In many cases, the diagnosis can be made, or at least suspected, by simply looking at the injured finger. A X-ray image should be before the physical exam to get an idea of the extent of the bony injury. If the joint is seriously injured, careless physical examination can cause further damage. Before the physical exam is the Administration of pain medication makes sense. During the examination, the doctor has to get an idea of the current position of the joint and examine the blood circulation, the sensory system (the feeling) and the motor system (the movement) of the injured joint. It may be necessary to keep the finger joint in the Computed tomography (CT) or in the Magnetic resonance imaging (MRI) to be able to assess the extent of the accompanying injuries.

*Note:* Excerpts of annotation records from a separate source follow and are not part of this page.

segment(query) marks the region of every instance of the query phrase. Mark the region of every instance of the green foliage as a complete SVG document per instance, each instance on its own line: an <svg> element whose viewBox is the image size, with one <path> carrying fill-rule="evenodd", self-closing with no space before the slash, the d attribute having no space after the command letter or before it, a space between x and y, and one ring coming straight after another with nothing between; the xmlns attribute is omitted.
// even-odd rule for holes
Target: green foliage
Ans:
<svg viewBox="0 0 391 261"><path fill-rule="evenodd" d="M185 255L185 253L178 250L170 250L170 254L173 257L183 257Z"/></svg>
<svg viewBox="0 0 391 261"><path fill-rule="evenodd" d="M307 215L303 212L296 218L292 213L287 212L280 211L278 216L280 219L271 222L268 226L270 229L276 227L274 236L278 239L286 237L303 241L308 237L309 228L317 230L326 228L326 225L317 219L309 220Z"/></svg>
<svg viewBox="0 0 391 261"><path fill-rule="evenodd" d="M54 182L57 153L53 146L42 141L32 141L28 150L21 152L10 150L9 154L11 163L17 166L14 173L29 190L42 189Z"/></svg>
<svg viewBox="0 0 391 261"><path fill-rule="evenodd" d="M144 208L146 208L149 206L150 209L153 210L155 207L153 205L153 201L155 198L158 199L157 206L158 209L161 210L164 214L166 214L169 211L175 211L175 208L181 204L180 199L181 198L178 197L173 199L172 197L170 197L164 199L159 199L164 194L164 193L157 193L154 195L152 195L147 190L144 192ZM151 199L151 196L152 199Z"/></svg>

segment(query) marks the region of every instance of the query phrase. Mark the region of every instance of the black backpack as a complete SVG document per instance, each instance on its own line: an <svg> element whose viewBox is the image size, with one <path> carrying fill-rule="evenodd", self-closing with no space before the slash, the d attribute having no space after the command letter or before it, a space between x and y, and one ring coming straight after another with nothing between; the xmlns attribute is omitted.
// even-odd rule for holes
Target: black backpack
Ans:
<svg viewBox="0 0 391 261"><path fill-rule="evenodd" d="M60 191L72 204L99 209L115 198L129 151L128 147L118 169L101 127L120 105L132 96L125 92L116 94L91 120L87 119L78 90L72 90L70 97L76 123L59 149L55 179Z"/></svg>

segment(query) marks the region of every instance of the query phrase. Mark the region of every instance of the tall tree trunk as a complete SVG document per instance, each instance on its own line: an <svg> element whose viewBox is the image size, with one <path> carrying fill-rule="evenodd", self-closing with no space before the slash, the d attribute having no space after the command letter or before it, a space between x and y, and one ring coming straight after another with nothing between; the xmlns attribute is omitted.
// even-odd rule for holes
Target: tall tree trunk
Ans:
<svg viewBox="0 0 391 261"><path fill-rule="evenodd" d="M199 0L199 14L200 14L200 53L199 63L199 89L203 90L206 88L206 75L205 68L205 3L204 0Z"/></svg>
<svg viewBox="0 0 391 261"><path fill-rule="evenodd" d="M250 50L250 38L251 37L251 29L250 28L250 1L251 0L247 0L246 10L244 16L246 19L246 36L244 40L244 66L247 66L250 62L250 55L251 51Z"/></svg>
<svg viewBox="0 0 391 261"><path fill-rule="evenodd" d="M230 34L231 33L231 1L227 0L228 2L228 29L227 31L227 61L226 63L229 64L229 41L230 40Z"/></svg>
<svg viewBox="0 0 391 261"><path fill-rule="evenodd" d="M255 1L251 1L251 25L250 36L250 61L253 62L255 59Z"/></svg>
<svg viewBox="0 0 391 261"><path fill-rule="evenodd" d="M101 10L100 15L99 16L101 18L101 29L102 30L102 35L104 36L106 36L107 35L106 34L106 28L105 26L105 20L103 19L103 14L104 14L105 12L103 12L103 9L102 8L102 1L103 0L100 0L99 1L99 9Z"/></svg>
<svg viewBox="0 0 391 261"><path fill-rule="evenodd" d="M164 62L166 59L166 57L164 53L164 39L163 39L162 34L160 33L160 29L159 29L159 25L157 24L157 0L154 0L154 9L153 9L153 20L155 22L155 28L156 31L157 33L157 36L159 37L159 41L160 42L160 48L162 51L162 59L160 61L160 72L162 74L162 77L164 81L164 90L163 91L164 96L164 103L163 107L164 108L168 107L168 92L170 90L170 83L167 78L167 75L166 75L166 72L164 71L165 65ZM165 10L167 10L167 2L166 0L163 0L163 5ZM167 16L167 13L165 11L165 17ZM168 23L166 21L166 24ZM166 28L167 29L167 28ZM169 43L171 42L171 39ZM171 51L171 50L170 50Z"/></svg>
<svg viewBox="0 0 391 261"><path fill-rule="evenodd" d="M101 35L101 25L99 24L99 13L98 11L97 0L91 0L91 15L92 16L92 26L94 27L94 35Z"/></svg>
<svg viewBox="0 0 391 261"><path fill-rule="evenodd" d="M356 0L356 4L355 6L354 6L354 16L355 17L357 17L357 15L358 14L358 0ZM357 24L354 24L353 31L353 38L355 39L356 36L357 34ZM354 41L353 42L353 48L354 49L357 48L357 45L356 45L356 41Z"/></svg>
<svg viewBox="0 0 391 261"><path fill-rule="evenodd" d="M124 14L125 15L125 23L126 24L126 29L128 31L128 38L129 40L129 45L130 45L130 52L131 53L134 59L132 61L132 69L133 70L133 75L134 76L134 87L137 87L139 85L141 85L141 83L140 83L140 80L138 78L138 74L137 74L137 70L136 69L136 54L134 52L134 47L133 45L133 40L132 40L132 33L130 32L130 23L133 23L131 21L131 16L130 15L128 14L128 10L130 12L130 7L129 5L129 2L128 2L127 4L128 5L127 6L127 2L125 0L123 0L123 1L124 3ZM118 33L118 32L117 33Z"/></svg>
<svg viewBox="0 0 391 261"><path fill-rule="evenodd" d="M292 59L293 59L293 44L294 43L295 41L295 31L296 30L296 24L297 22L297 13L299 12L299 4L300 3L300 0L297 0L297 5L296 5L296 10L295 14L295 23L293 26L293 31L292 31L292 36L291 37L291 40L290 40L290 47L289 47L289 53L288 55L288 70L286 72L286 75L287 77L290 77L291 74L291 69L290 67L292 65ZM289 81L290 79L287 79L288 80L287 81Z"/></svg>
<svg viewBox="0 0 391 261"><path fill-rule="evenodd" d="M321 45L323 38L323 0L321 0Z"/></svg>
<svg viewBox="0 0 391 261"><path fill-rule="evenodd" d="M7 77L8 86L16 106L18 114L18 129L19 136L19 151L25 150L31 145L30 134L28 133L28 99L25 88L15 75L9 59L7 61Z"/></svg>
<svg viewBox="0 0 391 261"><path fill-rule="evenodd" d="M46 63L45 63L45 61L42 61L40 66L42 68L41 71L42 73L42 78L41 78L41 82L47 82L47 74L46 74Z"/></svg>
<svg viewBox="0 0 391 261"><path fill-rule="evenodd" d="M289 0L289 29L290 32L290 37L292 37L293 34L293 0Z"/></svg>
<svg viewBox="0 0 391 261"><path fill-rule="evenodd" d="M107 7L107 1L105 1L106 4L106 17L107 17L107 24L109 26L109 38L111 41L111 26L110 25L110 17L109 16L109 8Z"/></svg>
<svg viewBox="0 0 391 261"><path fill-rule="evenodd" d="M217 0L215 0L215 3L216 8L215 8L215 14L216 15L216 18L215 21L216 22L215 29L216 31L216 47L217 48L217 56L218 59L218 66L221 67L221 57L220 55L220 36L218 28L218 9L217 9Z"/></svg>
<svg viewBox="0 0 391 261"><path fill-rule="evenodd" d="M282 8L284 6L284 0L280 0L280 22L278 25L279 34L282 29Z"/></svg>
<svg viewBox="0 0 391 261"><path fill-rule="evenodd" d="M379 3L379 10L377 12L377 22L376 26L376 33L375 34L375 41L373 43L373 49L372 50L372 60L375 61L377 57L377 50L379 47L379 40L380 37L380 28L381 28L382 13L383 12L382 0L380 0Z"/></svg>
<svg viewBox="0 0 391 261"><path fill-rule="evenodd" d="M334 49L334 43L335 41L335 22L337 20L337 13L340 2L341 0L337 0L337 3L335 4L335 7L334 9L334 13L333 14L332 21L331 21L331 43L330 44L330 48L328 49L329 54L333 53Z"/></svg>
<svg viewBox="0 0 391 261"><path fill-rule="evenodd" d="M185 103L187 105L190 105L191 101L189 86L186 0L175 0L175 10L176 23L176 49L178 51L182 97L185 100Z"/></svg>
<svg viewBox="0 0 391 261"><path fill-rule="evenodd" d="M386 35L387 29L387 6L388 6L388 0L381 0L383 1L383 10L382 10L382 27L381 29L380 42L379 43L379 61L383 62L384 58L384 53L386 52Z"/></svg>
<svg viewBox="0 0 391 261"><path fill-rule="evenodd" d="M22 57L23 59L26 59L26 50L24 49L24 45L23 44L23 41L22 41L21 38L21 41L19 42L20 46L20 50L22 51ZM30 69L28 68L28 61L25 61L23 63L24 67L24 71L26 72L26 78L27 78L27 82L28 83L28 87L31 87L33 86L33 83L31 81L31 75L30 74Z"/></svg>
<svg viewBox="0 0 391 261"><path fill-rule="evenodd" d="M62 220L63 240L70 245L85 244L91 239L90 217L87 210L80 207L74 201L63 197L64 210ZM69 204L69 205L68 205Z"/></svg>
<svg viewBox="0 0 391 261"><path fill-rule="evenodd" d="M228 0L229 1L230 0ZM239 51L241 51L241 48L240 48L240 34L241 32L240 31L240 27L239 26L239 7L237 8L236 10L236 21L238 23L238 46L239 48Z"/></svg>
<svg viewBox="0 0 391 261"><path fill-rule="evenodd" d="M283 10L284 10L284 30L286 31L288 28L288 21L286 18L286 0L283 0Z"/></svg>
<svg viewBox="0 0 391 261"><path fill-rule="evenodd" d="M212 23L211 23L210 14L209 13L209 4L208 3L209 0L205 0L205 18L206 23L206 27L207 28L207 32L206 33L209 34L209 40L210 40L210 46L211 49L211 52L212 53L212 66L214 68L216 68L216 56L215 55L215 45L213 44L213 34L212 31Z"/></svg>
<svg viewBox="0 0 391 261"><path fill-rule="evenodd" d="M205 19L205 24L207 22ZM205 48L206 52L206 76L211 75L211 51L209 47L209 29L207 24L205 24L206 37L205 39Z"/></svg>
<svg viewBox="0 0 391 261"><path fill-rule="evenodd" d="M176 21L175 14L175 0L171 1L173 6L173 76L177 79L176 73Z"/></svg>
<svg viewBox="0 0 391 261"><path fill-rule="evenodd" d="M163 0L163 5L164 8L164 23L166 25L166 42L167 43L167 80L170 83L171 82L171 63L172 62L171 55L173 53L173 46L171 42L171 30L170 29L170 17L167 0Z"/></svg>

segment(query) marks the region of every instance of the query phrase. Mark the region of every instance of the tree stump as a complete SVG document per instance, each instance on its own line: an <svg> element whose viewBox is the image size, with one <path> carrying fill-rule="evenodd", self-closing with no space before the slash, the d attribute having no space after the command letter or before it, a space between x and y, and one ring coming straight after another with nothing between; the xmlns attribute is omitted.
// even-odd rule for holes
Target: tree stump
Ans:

The very first action after a Finger joint dislocation should that Immobilize and Cooling the affected joint be. The cooling has a pain-relieving effect and prevents excessive swelling. Patients should do not try to correct the joint, since the risk of injury is very high when attempting this.
An examination of the injured joint is carried out in the hospital, followed by a reduction with the administration of Painkillers or under one Short anesthesia carried out. After the reduction, the correct position of the joint is ensured by a X-ray image checked and immobilized the joint. Does the examination show that not only is the finger joint dislocated, but also other injuries, e.g. on the bone, the finger may have to be operated on.
Is this End joint of the finger dislocated, it is adjusted again by a strong pull and if possible not immobilized. The end joint of the finger has the tendency to to stiffen quickly and should therefore only be immobilized in the event of severe pain and for a maximum of one week. An operation of the finger end joint is only necessary for open injuries. (please refer: Operation of finger osteoarthritis)
That too Middle finger joint stiffens very quickly: If the pain is severe, it should be immobilized for a maximum of three weeks. Movement exercises should be started after a week, despite the splint, in order to prevent the central joint from stiffening in the flexed position.
Is this Metacarpal joint dislocated, it may unfortunately happen that a reduction is not possible because the bones are trapped in the ligament structures. In this case, the joint needs to be operated on.
After a finger joint dislocation, the swelling can persist for a long time, and the pain can persist for several months. A possible long-term consequence of an injury-related dislocation of the finger joint can be the Instability of the joint be. Due to the instability of ligaments and muscles, dislocations occur again and again, which can also occur spontaneously without the action of an external force, which doctors call habitual dislocation. These patients should go through a Physiotherapists treated to strengthen the ligaments and muscles and stabilize the unstable joint. If nerves were injured during the dislocation of the finger joint, it can persistent discomfort be the consequence. As a result of bone damage, a arthrosis form.